Hybrid physics plus ML models that are both physically consistent and empirically accurate, and capable of running live in production instead of only in design studies. Pure ML models often fail to respect mass balance or thermodynamic constraints, predicting impossible reactions. Hybrid approaches embed these physical laws as hard constraints and use ML to learn kinetics.
Operations: Designing the New Chemicals Stack
Legacy players like AVEVA dominate plant operations with their Predictive Analytics and PI System offerings. But these systems were designed for a different era. They excel at data collection but struggle with modern AI integration and cross-plant learning. In the same way there is an opportunity to build a new industrial stack, there is an opportunity to build an AI-native chemicals stack that will:
Unify historian, LIMS, and maintenance data across sites, then enable transfer learning between similar units and processes.
Build prescriptive guidance with confidence bands and business impact. For example, they won’t stop at “this pump will fail” but will instead tell you the run-plan change, the expected uplift, and the SDS or permit implications.
Treat design conditions as a learning problem. As modular manufacturing scales, Solugen’s Bioforge concept is a useful reference point for low-emissions and flexible production. Pairing that kind of platform with AI to search operating spaces could compress process design cycles from years to months.
The promise here is improved yield, reduced energy intensity, higher Overall Equipment Effectiveness (OEE), and fewer off-specs.

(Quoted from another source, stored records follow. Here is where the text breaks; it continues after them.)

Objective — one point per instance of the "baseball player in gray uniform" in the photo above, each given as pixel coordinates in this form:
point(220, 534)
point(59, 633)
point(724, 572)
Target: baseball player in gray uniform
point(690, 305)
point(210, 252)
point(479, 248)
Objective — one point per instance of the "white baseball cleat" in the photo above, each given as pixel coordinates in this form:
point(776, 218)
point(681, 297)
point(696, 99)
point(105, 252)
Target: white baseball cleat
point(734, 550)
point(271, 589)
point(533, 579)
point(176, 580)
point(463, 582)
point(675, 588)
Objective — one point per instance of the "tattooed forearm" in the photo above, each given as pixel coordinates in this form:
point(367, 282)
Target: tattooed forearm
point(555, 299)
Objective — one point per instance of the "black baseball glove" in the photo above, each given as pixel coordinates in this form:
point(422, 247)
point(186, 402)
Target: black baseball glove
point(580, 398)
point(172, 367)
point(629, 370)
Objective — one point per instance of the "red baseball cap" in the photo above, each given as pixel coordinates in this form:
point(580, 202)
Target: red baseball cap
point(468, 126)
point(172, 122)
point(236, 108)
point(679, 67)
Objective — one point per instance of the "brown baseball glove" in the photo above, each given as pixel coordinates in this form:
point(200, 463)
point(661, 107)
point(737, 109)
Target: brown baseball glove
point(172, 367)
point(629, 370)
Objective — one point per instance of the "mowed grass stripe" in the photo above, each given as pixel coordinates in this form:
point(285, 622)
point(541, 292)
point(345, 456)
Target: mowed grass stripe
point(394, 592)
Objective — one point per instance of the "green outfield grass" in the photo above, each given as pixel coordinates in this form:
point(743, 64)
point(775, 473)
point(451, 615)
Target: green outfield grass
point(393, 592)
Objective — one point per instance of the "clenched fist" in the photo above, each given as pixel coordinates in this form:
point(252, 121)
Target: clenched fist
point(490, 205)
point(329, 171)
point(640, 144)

Commercial: Solving the 10,000 SKU problem
Specialty chemical sellers often carry line-of-business portfolios with thousands of SKUs. Matching a customer’s product and process conditions and constraints to the right SKU can therefore take months. Corvus is going after that bottleneck, taking matching time from months to minutes without deep system integrations on day one.

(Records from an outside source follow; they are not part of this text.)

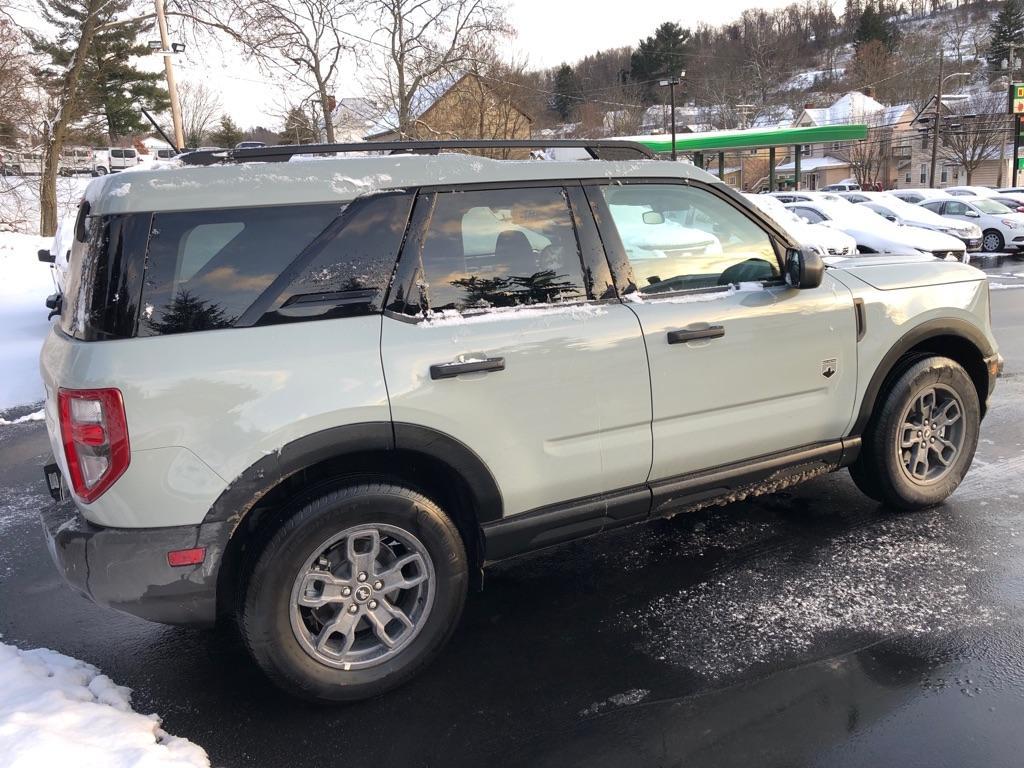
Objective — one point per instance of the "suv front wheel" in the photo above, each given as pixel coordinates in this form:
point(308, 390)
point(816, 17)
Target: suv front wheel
point(922, 442)
point(355, 593)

Beyond that, there is a broader ecosystem forming around digital discovery and transactions. Knowde has shown there is strong market appetite for a marketplace where buyers can search, sample, quote, and purchase across suppliers. More recently, their focus has shifted toward deeper system integration, building the connective tissue between PIM, CRM, and ERP systems so suppliers can manage data and workflows more intelligently. There’s an opportunity to layer AI co-pilots and intelligent matching on top of that foundation so discovery, compliance checks, and quoting happen in the same flow.
Time to value is the shortest in this layer of the stack. You can often ship a pilot in weeks and show pipeline lift or cycle-time reduction inside a quarter. Plant integrations are still worth doing, but the commercial wedge gets you live data and budget faster.
Orchestration: Capturing the Flywheel
As with most verticals I’m exploring, the thing I’m most excited about is the connective tissue. Aka agentic workflows that coordinate end-to-end.
In R&D, the loop would be from literature and patent mining to route hypotheses to automated experiments to model updates to techno-economic screening to scale-up playbooks.
In commercial, the loop would be from account intel to SKU and formulation match to technical script to sample logistics to CRM updates and win-loss learning that feeds back into R&D priorities.
Every pass through the loop makes the system smarter. Proprietary datasets become the moat. Cycle times shrink. What once took months of R&D can happen in weeks, and sales close in days rather than quarters.
Chemicals has always been an industry of compounding knowledge. AI is simply a new accelerant. A way to compound knowledge faster, with tighter loops and fewer handoffs. The constraints of today’s slowdown aren’t just headwinds, but also catalysts for reinvention.